Anwar al-Awlaki: A Dissent
In the days since the death of Anwar al-Awlaki, the debating lines surrounding him have hardened. Some have kept the conversation civil; many have not.
There are, as I see it, two main questions around his death.
1. Was it legal?
2. Was it wise? Or, to put it slightly differently, will his death make Americans safer?
Broadly speaking there are three groups weighing-in on these questions: legal scholars, al-Qaeda watchers, and observers of Yemen.*
My opinion on al-Awlaki is fairly well known, but it is also, it seems, a minority one. Given how many smart people have lined up on the other side of the debate I thought it would be wise to re-examine my thinking and look for things I may have overlooked, which is what I've been doing for the past several days.
Now, I'm obviously not a legal scholar, and while the legal aspects are intriguing, I can't comment on them in any sort of an expert fashion. However, it reads to me, as if the legal scholars are split.

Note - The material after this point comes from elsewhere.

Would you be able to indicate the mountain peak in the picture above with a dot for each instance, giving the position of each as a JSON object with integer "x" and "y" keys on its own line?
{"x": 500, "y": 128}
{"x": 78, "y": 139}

On one side is someone like Bruce Ackerman, who wrote this piece in Foreign Policy - in many ways a response to this piece in Reuters, which I think everyone should read.
On the other side, at least provisionally, are people like Jack Goldsmith and Robert Chesney, both of whom write at, among other places, Lawfare. I would also recommend this probing essay from Daniel Bentham.
However, on the second question - was it wise/does it make America any safer? - I do have opinions that are grounded in years of research and scholarship.
There are, as I mentioned above, basically two groups I've been reading on this. The first group is al-Qaeda watchers (I hesitate to call them counterterrorism experts because of the frauds that use the title). This group - and I'm thinking of smart people with years of experience like Thomas Hegghammer, Will McCants and Clint Watts - has largely come down in the affirmative.
Yes, killing Anwar al-Awlaki was necessary, wise, and will likely go a long way towards making the US safer.
Probably the most articulate and comprehensive proponent of this view has been Thomas Hegghammer, who wrote this piece in Foreign Policy countering my NYT op-ed.
Thomas and I went back-and-forth a bit in private and also here at Waq al-waq. But his basic point remains that A.) Anwar al-Awlaki is AQAP's Head of Foreign Operations and B.) if protecting the homeland is a priority, then dismantling AQAP's Foreign Operations Unit should be at the top of America's counterterrorism agenda in Yemen.
And it seems that it was. The Obama administration called Awlaki, as Thomas did, the "head of the Foreign Operations Unit."
Interestingly Thomas makes the argument that the US should seek to arrest Awlaki, which apparently the US came to the conclusion was not feasible.
The third group has been Yemen watchers, and here - although I may have missed some (its a pretty small group of people with both language and experience in the country) - most seem to come down on the other side, arguing that the strike on Awlaki was neither wise nor would it likely make the US any safer.
Now each of these two groups bring their own biases to bear on the question, which is why I have taken so long (re)thinking through the question.
First, as I argued in my op-ed, Awlaki was a threat and someone who called for the death of Americans, but I thought then and I still believe now that he was not the most dangerous individual within AQAP when it comes to US national security. There are men who are still alive and at-large in Yemen, who represent, in my view, a much greater threat to US national security.
Does this mean the US should not have killed him? I don't know, but I do know that I worried that the US would think it could protect itself from an attack out of Yemen by a few well-placed drone strikes.
And now we have this from the Washington Post:
"U.S. officials, in turn, express little interest in the insurgency in Yemen and say their counterterrorism efforts are limited to what they describe as a minority within al-Qaeda’s Yemeni affiliate that is focused on U.S. attacks."